The 35-solar-mass feature remains one of the more intriguing parts of the black hole spectrum. In earlier analyses, it sometimes looked like a distinct peak. With the new data, the authors say it is better described as a change in slope in the mass distribution, especially because the secondary masses fall away faster than the primaries above that range.

Its origin remains unsettled.

The paper notes that pair-instability physics has often been discussed as a possible explanation, but the observed feature is not easily matched by that process alone. Other proposed routes include chemically homogeneous evolution, stable mass transfer, Population III binaries, dynamical formation in dense star clusters, and hierarchical mergers. None yet explains every observed property cleanly.

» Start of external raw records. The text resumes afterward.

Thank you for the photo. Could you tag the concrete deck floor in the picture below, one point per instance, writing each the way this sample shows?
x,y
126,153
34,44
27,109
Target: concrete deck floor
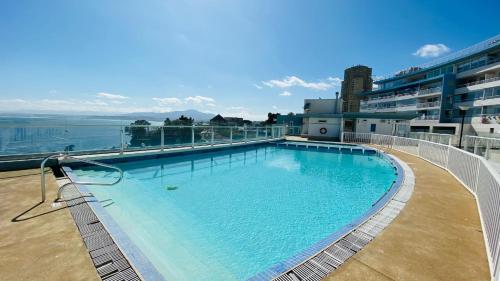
x,y
437,236
38,242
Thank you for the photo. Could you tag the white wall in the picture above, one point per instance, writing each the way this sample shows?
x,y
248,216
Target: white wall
x,y
383,126
322,105
332,126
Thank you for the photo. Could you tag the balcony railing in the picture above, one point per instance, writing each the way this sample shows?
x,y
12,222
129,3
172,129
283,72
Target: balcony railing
x,y
428,117
474,172
429,91
428,104
479,82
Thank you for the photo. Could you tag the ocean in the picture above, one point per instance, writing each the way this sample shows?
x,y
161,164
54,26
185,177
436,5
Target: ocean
x,y
57,133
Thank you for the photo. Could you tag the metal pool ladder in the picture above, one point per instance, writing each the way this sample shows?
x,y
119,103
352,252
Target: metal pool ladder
x,y
63,156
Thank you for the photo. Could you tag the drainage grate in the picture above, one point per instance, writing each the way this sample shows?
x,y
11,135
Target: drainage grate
x,y
331,258
109,261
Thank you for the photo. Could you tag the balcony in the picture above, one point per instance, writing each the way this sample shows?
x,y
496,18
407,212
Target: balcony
x,y
429,92
479,82
427,105
428,117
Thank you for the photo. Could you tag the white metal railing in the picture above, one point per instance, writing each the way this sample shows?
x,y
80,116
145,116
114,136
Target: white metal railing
x,y
429,91
434,137
489,148
428,117
473,171
39,141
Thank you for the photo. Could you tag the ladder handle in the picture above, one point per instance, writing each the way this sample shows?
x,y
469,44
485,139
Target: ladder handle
x,y
42,168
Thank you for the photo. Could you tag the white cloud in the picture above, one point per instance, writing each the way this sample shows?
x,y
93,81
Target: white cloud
x,y
236,108
168,101
294,81
72,106
240,111
196,101
199,100
432,50
112,96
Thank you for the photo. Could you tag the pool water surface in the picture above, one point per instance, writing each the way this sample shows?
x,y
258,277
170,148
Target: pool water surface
x,y
231,214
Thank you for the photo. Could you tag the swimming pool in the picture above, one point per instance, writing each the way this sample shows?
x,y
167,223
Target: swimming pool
x,y
230,214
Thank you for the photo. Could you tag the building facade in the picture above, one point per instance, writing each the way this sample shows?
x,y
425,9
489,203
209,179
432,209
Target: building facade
x,y
440,92
357,79
324,119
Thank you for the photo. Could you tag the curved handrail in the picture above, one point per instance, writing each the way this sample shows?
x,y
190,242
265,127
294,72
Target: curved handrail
x,y
42,167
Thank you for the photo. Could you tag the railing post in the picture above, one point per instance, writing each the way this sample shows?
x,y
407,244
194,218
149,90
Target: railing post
x,y
212,137
487,151
122,148
162,137
192,136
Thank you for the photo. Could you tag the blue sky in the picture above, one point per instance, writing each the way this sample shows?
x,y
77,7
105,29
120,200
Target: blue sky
x,y
231,57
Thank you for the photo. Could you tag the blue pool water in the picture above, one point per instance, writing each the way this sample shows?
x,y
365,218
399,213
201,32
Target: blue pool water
x,y
231,214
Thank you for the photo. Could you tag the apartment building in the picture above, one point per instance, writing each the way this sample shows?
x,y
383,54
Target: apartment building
x,y
466,82
357,79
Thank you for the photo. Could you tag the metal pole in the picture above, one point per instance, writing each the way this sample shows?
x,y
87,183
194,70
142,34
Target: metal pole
x,y
162,138
487,152
192,136
461,129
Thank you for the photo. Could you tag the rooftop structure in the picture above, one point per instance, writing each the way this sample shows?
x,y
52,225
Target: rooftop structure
x,y
357,79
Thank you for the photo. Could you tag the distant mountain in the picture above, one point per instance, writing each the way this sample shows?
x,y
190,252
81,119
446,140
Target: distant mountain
x,y
154,116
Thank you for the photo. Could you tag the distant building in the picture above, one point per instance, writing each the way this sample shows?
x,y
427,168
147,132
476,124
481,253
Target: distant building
x,y
357,79
292,120
324,119
439,90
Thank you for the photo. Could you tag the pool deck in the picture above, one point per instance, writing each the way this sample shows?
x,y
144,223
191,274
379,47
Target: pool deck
x,y
437,236
38,242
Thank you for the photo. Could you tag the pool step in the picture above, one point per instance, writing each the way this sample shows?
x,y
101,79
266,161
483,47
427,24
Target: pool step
x,y
328,148
109,261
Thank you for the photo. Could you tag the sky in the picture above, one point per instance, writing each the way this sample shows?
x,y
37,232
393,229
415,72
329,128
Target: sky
x,y
237,58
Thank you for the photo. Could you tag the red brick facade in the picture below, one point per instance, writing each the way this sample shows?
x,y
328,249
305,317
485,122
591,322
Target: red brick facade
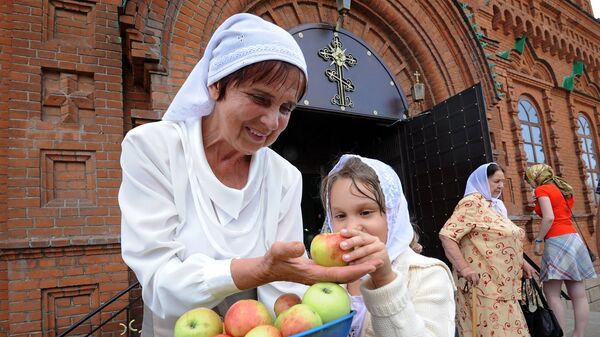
x,y
67,98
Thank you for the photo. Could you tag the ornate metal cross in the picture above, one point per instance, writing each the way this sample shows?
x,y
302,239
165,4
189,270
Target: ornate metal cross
x,y
340,60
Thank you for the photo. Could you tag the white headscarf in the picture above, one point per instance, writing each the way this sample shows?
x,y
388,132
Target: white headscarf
x,y
241,40
400,230
478,182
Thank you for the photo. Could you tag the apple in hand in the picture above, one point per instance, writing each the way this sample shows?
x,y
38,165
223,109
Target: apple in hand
x,y
244,315
285,302
264,331
330,300
199,322
325,250
296,319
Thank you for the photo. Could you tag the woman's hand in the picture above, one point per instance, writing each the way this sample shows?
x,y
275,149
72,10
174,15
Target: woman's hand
x,y
362,248
470,275
285,261
538,250
529,271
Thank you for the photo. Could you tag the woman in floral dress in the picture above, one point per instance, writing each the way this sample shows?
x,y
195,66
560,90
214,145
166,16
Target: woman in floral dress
x,y
486,249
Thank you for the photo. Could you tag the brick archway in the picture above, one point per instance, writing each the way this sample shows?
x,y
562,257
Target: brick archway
x,y
429,37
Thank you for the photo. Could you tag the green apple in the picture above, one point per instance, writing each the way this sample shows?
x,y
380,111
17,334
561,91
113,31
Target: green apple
x,y
199,322
330,300
325,250
264,331
296,319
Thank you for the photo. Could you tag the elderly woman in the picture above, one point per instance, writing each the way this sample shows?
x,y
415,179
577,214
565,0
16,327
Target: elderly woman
x,y
486,250
565,258
208,210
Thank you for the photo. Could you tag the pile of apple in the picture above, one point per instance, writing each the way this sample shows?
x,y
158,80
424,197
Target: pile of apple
x,y
321,303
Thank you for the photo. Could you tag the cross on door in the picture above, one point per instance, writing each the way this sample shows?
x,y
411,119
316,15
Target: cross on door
x,y
340,60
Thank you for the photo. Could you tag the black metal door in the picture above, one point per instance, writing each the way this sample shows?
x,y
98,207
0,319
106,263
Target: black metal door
x,y
441,148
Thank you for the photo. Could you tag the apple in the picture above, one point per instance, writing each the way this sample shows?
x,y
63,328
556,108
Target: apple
x,y
285,302
199,322
296,319
330,300
325,250
244,315
264,331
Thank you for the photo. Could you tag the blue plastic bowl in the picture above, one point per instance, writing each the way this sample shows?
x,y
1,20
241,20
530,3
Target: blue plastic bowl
x,y
336,328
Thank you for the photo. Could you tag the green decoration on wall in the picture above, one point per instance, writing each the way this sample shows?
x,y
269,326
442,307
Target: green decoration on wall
x,y
578,68
505,54
568,82
520,44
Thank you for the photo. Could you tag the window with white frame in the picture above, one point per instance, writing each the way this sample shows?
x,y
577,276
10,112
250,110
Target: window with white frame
x,y
532,132
588,153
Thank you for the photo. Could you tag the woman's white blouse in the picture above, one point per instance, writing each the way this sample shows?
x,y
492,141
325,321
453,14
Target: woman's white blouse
x,y
181,226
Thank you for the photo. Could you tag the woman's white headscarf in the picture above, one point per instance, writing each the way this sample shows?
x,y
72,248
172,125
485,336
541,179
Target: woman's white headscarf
x,y
478,182
241,40
400,231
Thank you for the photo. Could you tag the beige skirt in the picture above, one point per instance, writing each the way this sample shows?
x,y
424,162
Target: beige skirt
x,y
495,318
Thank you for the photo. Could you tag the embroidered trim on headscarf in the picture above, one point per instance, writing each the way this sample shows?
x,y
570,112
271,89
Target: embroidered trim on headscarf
x,y
241,40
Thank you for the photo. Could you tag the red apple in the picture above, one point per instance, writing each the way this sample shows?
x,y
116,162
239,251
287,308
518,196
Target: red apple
x,y
285,302
325,250
330,300
264,331
297,319
244,315
199,322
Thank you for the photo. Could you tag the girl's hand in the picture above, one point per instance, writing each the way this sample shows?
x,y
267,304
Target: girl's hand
x,y
363,248
538,250
470,275
285,261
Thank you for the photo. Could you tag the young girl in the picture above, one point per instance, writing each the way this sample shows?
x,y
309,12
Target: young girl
x,y
409,294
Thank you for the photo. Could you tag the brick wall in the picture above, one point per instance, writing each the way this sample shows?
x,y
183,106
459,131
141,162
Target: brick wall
x,y
66,99
60,136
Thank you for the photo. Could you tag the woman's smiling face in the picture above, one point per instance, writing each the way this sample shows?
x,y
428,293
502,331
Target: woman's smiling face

The study also strengthens the case that the black hole population cannot be understood with one simple formation story. At least 9 to 40 percent of mergers appear to require some degree of spin-orbit alignment, while roughly 30 to 46 percent have effective spins below zero, consistent with channels that can produce anti-aligned spins. The width of the effective spin distribution also seems to vary with mass ratio, and may broaden with redshift, though those trends remain somewhat model dependent.

Assistant professor Sylvia Biscoveanu of Princeton University, a co-author and former Fulbright postgraduate scholar at Monash, said the scale of the update matters as much as any one event. “GWTC-5 represents the largest single increase in the size of the gravitational-wave catalog, including events with remarkable properties such as GW241127, which contains BHs of very different masses with clearly wobbling orbits due to tilted spins. The new catalog also contains the event with the best localisation on the sky to date, GW240615.”

Professor Eric Thrane of Monash described the moment as a turning point for the field. “We are no longer just looking at individual anomalies, instead, we are seeing a true kaleidoscope of cosmic collisions. We are pushing the edges of what we know, seeing things that are more massive, spinning faster, and more unusual than ever before.”

The immediate payoff is not just a longer event list. It is a more reliable census of how black holes form, pair up, and merge across cosmic time.

With a larger catalog, astronomers can test whether certain masses, spins, and pairings really belong to separate sub-populations, and whether those groups trace different astrophysical environments such as isolated stellar binaries, dense star clusters, or repeated merger chains.

That also sharpens the search for predicted features such as the pair-instability mass gap and helps researchers estimate merger rates with smaller uncertainties.

As detector sensitivity improves and future catalogs grow again, the field will be better positioned to move from describing unusual events to mapping the full demographic history of compact objects.

Research findings are available online in the journal arXiv.